In a new draft guidance issued earlier this month, the agency recommended that drug sponsors seeking accelerated approval of multiple myeloma therapies use the endpoint minimal residual disease (MRD). Specifically, the FDA suggested that in addition to complete response rates, clinical trials rely not on overall response rate (ORR) but on MRD negativity rate, at least for this first level of approval.
The guidance follows a unanimous April 2024 vote by the FDA’s Oncologic Drugs Advisory Committee to approve MRD as a viable endpoint for myeloma clinical trials.
Nicholas Richardson, vice president of clinical development at the CRO Precision for Medicine and the former deputy director of the FDA’s Division of Hematologic Malignancies 2, explained the rationale behind this new thinking.
“Therapies in myeloma are reaching 80–90% ORR,” he told BioSpace in an interview. “So if you’re thinking about new therapies, it’s harder to tell if there’s an improvement.”
MRD is an “intermediate endpoint,” Richardson added, something that is assessed earlier in a patient’s journey. This is why the draft guidance is focused on accelerated approval, he said, to get drugs with early or intermediate benefits to patients more quickly. “It is also “known to confer a more positive outcome.”
But MRD comes with “a degree of uncertainty,” because it is evaluated on a shorter time frame than other metrics like five- or 10-year survival, Richardson said. Thus, full approval still might require more standard measures like ORR down the line.
A More Precise Bar
If a tumor shrinks or if the number of cancer cells in the blood goes down, then that patient is considered to have responded to treatment. A partial response occurs if some cancer remains, while a complete response is if signs of cancer are eradicated completely. Both are counted in overall response.
Patients who reach long-term treatment goals like five-year survival often hit “complete response,” where they have no detectable signs of disease, Richardson explained.

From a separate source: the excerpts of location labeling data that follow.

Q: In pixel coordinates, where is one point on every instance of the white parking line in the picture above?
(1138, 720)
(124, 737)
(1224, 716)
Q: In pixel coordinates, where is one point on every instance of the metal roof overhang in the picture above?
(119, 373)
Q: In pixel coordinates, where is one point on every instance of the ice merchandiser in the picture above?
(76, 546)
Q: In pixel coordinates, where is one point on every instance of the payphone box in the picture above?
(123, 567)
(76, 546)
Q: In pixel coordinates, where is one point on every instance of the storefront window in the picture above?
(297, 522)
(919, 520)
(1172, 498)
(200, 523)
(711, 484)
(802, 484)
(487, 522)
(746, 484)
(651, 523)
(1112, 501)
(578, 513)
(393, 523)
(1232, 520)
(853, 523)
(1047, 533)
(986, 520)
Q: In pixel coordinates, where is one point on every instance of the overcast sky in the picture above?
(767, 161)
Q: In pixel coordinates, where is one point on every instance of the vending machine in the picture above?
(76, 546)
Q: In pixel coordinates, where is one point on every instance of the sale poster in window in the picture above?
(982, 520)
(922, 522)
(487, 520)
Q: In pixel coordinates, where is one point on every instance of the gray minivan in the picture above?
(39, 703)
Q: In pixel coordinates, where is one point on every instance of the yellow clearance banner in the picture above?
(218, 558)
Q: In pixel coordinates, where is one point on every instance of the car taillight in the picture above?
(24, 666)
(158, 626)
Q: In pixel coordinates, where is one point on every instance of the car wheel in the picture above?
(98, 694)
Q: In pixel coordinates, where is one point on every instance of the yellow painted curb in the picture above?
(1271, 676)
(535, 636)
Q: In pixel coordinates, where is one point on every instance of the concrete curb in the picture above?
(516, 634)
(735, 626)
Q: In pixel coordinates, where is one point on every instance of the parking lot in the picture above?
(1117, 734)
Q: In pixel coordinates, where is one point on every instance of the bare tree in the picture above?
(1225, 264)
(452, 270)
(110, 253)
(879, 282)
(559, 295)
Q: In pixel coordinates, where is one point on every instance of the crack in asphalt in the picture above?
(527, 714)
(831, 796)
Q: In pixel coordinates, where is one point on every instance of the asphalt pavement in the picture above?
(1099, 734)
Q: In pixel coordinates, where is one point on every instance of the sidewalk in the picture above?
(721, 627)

However, the National Cancer Institute is careful to note that a complete response is not a cure, and patients can still relapse due to some small but meaningful population of cells that persists even in this state. That population of cells is considered the “minimal residual disease.”

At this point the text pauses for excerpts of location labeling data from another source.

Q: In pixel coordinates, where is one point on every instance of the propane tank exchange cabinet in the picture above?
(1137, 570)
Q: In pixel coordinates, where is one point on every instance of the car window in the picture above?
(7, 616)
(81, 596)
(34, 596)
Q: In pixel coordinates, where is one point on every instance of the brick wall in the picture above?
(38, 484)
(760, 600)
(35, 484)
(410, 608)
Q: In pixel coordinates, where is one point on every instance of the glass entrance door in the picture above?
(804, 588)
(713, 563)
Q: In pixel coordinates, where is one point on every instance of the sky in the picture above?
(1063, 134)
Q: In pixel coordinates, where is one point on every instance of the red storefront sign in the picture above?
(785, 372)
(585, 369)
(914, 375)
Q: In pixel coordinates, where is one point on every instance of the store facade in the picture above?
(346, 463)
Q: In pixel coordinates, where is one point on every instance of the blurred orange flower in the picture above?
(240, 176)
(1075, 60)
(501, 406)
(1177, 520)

Therefore, MRD is more precise than overall response rate, Richardson said. Specifically, the FDA in its new guidance has proposed a standard level that qualifies as MRD negative: one cancer cell per one hundred thousand healthy cells. This biomarker can then be used as an endpoint to support accelerated approvals in multiple myeloma based on single-arm and randomized trials.

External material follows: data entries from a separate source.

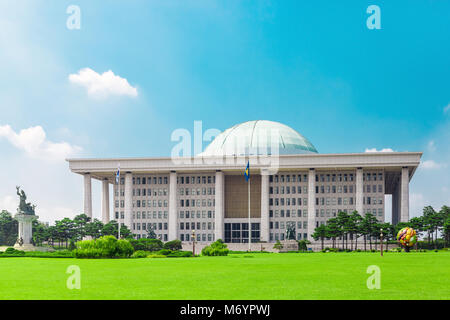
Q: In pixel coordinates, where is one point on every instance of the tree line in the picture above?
(349, 227)
(63, 232)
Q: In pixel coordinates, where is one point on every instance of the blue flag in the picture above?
(247, 172)
(118, 175)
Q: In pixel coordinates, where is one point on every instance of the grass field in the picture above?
(413, 275)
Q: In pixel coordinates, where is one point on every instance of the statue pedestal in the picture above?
(25, 231)
(289, 245)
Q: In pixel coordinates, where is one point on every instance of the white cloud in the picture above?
(8, 203)
(102, 85)
(382, 150)
(431, 164)
(416, 204)
(447, 108)
(35, 144)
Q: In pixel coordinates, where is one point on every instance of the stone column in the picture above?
(311, 203)
(404, 210)
(25, 231)
(395, 206)
(265, 232)
(219, 208)
(359, 191)
(128, 219)
(173, 216)
(87, 195)
(105, 201)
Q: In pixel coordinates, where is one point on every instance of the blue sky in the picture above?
(314, 66)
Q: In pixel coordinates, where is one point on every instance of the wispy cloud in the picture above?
(34, 143)
(375, 150)
(102, 85)
(447, 108)
(431, 164)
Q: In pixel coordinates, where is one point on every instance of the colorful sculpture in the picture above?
(407, 237)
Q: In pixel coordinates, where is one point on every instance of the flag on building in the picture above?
(118, 174)
(247, 171)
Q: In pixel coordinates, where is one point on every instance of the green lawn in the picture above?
(411, 275)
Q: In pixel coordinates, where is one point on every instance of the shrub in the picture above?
(14, 251)
(173, 245)
(278, 245)
(139, 254)
(156, 256)
(146, 244)
(164, 252)
(103, 247)
(303, 245)
(217, 248)
(180, 254)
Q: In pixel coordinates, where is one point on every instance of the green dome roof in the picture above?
(255, 138)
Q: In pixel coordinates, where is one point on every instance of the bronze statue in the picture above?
(290, 231)
(24, 207)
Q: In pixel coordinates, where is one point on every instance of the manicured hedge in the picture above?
(217, 248)
(103, 247)
(36, 254)
(146, 244)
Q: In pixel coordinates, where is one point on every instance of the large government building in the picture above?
(290, 183)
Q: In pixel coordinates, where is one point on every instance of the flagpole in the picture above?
(249, 224)
(118, 188)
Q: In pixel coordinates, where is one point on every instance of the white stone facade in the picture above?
(175, 196)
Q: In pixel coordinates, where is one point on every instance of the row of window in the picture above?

Research points to MRD as an accurate predictor of long-term survival in patients with blood cancers. A meta-analysis published in Blood Advances in 2025 showed that 64% of MRD-negative patients with another blood cancer, acute lymphoblastic leukemia, had no detectable traces of disease after 10 years, compared to only 21% those who were MRD positive after initial treatment. This indicated that MRD was a good predictor of eradicating disease, the study’s authors concluded.
For Richardson, the push by both clinicians and regulators toward MRD shows confidence that the biomarker “represents a deeper level of remission” than ORR, which is assessed by more qualitative techniques like CT or PET scans. “This is a push towards more advanced analyses,” he said.
MRD has been used to assess other malignancies, particularly acute leukemia, where it was first used to support the accelerated approval of Amgen’s Blincyto in 2018, Richardson said. But the new guidance, which resulted from a unique public/private partnership between the University of Miami, an independent research group called i2TEAMM and the FDA, seeks to codify MRD into approvals for multiple myeloma.
“Multiple myeloma is really the pioneer from an MRD standpoint,” Richardson said.
Trial Considerations
In introducing new possibilities for endpoints in clinical trials, the FDA also presents new considerations for conducting these trials, Richardson said. The new guidance makes clear that randomized trials are preferred—though the agency did leave open the possibility for single-arm trials to support MRD-based approvals in multiple myeloma.
Randomized trials are recommended, according to the guidance, partly because a drug sponsor can conduct one study evaluating MRD for accelerated approval, while also evaluating later time-to-event endpoints such as progression-free survival (PFS) and overall survival for a future traditional approval. This type of trial is also preferred for assessing combination regimens, the FDA wrote.
However, there are careful considerations, Richardson noted.
“If [MRD] is used in a randomized trial, durability becomes an important metric in that setting,” he said, and a strong control arm is needed to compare the treatment durability to. Randomized trials should therefore be fully enrolled before any assessments of patients are made, he continued, so results of those assessments don’t lead to placebo-group dropouts that could impact the trial’s integrity.
“It’s important to have clarity,” Richardson said.